A comparison of partial atomic charges for electronically excited states

TL;DR

This paper evaluates various partial atomic charge methods for excited states, demonstrating their effectiveness in interpreting electronic structures and charge transfer processes, especially near conical intersections in conjugated polyenes.

Contribution

It systematically compares partial atomic charge methods for excited states and highlights the iterative Hirshfeld approach as particularly reliable and transferable.

Findings

Iterative Hirshfeld charges align with chemical intuition.

Real-space charges effectively interpret excited-state electronic structures.

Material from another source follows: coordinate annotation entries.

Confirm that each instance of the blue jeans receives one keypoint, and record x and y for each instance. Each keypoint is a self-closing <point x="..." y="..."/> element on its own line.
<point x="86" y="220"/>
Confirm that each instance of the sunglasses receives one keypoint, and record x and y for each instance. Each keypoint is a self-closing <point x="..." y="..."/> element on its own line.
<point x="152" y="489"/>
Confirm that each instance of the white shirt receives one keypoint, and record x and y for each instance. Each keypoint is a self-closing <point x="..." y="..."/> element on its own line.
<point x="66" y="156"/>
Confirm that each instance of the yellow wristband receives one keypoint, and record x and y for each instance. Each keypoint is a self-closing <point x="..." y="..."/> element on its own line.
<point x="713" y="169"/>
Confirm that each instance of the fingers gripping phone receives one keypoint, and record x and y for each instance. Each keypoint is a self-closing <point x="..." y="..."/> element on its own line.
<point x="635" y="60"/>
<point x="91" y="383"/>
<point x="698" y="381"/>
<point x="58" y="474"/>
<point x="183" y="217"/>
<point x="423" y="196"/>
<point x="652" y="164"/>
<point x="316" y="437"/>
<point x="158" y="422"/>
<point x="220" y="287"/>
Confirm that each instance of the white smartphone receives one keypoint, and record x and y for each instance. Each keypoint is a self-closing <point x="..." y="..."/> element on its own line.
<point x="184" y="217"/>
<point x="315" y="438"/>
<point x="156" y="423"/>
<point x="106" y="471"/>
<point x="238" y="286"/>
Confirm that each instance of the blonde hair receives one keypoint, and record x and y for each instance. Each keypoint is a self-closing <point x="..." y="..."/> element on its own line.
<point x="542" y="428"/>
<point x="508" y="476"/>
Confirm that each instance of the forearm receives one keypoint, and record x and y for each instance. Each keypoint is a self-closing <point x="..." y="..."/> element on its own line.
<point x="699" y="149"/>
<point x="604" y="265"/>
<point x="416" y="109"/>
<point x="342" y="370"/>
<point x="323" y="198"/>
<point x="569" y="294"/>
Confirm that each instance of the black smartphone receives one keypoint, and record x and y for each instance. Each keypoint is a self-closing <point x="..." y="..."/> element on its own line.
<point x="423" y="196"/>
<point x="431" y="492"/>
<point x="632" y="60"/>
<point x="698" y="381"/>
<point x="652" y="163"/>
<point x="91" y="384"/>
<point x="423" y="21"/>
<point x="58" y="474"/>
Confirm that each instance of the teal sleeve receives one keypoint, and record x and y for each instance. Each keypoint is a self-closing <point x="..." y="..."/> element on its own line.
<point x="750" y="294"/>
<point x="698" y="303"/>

Charges are transferable across similar molecular systems.

Abstract

Partial atomic charges are a useful and intuitive concept for understanding molecular properties and chemical reaction mechanisms, showing how changes in molecular geometry can affect the flow of electronic charge within a molecule. However, the use of partial atomic charges remains relatively uncommon in the characterization of excited-state electronic structure. Here we show how well-established partial atomic charge methods perform for interatomic, intermolecular and inter-bond electron transfer in electronically excited states. Our results demonstrate the utility of real-space partial atomic charges for interpreting the electronic structures that arise in excited-state processes. Furthermore, we show how this analysis can be used to demonstrate that analogous electronic structures arise near photochemically relevant conical intersection regions for several conjugated polyenes. Based on our analysis, we find that charges computed using the iterative Hirshfeld approach provide results which are consistent with chemical intuition and are transferable between homologous molecular systems.